Emphasis on the opt-in part. You do not need to participate, although it would be hugely helpful.
Any time an exception or unhandled error reaches the root of the extension runtime, an event will be sent to Rollbar with useful information that can help me debug and discover issues without even requiring a GitHub issue to be opened (But please still open them!).
CMake Tools will ask you for permission to send error data once after the extension has been installed.
Something CMake Tools has always lacked has been authoritative and nice-to-read end-user documentation. A few markdown files sitting in the git repository isn’t going to cut it anymore.
Proper documentation is going to be available on this site. The documentation is generated via Sphinx using restructuredText files versioned with the rest of the code. It will include annotated images, step-by-step usage instructions, feature references, and more.
Currently, it’s a pre-alpha documentation. It’s not fully filled out, but should see completion before the 0.11.0 release proper.
Develop documentation is also available, linked to from the main page of the user documentation. It still needs some TLC as well.
Not applicable to many users, but CMake Tools itself has featured an API for many months. Very few users have made any use of it, and most of it is just a copy-paste of the extension manifest into a TypeScript interface file.
The API as it exists currently will be phased-out and replaces with a newer API with much fewer bells and whistles, but proper versioning and sanity.
Not specific to the 0.11.0 release, but I’ve done some maintenance on the GitHub project. There is now a proper template for issues and pull requests, a real license (MIT), and I intend to more closely use release and issue tracking to its fullest. These changes are already applied since they are low-risk and there isn’t actually a way to “beta test” them.

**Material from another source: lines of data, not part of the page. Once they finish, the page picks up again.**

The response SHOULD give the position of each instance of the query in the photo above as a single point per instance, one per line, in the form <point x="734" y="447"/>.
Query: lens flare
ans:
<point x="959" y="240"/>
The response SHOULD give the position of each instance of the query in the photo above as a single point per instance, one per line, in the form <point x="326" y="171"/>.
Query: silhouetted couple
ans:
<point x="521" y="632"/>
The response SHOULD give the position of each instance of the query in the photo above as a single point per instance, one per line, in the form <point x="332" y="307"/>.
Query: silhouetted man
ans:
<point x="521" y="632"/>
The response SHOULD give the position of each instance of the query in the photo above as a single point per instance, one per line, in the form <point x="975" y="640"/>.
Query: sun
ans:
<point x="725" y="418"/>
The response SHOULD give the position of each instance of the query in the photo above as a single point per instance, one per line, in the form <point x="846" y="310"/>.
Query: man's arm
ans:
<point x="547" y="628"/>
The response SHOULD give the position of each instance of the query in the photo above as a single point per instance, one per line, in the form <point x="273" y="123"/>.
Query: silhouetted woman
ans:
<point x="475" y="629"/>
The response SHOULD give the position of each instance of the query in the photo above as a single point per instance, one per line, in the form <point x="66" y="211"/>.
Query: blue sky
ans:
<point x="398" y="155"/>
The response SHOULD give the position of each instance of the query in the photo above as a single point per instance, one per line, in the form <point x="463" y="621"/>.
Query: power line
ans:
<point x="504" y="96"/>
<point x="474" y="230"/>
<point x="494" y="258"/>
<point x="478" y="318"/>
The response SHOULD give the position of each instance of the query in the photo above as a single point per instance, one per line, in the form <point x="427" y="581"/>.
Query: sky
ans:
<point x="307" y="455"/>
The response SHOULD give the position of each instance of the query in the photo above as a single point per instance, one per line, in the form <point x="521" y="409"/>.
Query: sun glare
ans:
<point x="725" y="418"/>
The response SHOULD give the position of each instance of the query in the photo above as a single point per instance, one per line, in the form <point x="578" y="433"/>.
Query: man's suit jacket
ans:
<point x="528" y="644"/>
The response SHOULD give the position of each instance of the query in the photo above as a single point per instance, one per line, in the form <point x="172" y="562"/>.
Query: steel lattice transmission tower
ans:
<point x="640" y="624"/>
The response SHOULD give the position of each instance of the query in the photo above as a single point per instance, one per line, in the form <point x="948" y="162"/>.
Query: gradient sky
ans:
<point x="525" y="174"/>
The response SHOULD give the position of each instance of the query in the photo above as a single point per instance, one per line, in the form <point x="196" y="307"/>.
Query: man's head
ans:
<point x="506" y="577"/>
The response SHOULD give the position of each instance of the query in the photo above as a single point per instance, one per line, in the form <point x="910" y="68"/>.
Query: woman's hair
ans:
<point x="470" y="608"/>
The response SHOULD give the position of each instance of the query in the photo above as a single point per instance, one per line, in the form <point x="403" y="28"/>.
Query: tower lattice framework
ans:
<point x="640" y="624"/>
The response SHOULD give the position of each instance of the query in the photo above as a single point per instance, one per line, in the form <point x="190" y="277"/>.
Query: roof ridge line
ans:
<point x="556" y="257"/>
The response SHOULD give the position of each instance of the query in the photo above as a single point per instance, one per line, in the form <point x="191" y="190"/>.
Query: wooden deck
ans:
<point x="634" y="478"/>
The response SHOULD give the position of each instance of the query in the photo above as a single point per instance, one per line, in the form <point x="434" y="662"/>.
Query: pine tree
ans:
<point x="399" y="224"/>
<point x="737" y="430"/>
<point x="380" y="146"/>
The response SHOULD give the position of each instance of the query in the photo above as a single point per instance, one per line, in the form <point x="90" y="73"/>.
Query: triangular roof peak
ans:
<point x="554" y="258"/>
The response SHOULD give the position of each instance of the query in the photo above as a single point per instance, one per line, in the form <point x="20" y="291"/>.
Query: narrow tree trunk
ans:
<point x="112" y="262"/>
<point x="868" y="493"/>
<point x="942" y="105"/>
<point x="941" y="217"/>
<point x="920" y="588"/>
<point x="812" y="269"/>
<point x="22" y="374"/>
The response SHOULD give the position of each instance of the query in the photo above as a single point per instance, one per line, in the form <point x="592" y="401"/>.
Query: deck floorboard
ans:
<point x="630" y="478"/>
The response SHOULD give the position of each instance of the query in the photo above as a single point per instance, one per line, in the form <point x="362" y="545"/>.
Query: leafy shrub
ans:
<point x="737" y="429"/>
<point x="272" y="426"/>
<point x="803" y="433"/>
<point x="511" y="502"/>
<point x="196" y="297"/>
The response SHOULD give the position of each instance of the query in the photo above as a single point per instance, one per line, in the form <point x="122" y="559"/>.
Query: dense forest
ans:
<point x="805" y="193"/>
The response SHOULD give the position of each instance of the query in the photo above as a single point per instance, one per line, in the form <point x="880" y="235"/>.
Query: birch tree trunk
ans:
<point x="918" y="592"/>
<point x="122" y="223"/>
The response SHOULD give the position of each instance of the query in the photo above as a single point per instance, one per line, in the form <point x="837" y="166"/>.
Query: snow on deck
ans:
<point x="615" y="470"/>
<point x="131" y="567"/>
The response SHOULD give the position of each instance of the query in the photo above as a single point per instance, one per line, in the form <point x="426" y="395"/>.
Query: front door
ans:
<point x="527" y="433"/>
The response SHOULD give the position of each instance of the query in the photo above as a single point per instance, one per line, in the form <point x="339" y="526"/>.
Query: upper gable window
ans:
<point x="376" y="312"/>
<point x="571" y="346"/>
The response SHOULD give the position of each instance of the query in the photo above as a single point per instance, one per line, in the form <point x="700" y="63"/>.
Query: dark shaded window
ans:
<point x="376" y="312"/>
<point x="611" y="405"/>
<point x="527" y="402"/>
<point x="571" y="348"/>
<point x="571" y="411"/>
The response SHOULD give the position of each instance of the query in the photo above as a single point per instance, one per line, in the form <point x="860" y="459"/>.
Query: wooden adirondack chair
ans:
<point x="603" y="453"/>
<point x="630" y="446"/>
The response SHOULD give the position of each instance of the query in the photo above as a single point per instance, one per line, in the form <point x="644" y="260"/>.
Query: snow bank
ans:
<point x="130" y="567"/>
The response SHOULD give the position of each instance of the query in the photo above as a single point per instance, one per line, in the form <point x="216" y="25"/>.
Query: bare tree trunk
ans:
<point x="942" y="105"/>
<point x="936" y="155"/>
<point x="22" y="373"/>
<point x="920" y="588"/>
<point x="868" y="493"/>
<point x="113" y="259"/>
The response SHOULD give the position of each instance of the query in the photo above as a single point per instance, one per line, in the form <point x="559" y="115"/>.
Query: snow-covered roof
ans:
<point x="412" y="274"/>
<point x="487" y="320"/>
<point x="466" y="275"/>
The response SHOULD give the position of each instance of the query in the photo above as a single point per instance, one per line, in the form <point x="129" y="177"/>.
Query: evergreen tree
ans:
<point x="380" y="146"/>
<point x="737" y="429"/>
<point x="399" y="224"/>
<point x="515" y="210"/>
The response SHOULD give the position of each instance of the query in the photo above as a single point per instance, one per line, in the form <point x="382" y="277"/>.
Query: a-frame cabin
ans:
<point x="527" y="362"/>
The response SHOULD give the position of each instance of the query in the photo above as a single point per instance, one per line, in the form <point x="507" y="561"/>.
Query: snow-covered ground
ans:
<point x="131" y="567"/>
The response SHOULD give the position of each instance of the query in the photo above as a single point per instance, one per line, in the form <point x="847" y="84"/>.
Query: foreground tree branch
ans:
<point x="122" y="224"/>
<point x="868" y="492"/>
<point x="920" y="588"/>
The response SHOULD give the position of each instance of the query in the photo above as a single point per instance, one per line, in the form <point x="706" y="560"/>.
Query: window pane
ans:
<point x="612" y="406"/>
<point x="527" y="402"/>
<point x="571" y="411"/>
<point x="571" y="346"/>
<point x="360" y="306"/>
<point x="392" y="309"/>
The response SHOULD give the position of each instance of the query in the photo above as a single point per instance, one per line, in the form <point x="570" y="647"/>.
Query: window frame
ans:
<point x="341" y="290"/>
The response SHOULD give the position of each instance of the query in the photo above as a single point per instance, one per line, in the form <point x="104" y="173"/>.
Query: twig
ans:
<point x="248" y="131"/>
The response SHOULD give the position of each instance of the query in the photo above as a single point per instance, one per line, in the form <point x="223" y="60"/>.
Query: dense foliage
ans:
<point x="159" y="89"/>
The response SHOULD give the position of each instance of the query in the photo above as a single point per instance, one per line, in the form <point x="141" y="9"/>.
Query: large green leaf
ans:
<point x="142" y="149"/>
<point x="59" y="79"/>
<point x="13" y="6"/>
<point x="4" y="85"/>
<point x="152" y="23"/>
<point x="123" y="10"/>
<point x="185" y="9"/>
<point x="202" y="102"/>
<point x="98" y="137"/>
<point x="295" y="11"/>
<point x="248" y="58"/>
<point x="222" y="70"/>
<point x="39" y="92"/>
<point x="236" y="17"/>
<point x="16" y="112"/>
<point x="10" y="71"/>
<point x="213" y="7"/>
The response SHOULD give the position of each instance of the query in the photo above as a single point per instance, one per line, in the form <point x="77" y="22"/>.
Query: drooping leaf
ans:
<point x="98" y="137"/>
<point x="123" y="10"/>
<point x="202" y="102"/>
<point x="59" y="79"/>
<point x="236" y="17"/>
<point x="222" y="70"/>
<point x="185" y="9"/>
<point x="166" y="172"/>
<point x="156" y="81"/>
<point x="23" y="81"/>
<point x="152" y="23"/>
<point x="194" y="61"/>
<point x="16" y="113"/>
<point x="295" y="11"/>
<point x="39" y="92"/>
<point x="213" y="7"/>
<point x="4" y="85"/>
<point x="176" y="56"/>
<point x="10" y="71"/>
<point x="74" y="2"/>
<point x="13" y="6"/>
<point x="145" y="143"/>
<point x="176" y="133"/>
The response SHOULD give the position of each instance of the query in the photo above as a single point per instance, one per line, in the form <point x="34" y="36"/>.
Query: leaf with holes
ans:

Sorry to say, but a lot of the open issues against the release version haven’t been addressed in the first beta. I’m hoping to do some proper bugfixes in the coming weeks and apply them to the 0.11.0 release.
Deprecations and Removals
Here comes the bad news: Some of the functionality relating to legacy CMake versions has been removed.
I know I said I want to support legacy users, but there’s a tradeoff: Some of the things I did to introspect old CMake versions were so ugly and horrible and fragile that I couldn’t bring myself to port them to the new version. Things like target listing and target debugging aren’t available if you are using CMake before 3.7.2.
I’m anticipating a high user demand, and it’s probable that I’ll revive the old sadness in the next 0.11.0 beta if there is enough demand to bring it back. The new architecture will make it easier to hide away the fragility of the old methods and keep the rest of the codebase pure and clean.
And to anyone using an older CMake version: I beg and plead with you to try upgrading. It’s a lot less painful than you may think. If you can’t upgrade for technical reasons and really know what those technical reasons are, I understand your pain.
When Will It Be Finished?
0.11.0 proper will be released when I feel like I’ve stabilized and reached parity with the prior versions (barring deprecations and feature removals).
Some Final Remarks
I want to thank everyone who has used and contributed to the extension. If you’ve ever opened an issue or pull request or commented or reacted on any thereof, you have been a real help and motivation for me to make this project as useful as I can.
If you’ve never opened an issue or PR, I invite you to participate! Even something as simple as leaving a thumbs-up reaction to an issue comment helps me see what matters to users.
Additionally, there is a pertinent GitHub issue for adding general commentary and feedback.
Finally: If you’ve read this far, thanks. It means a lot.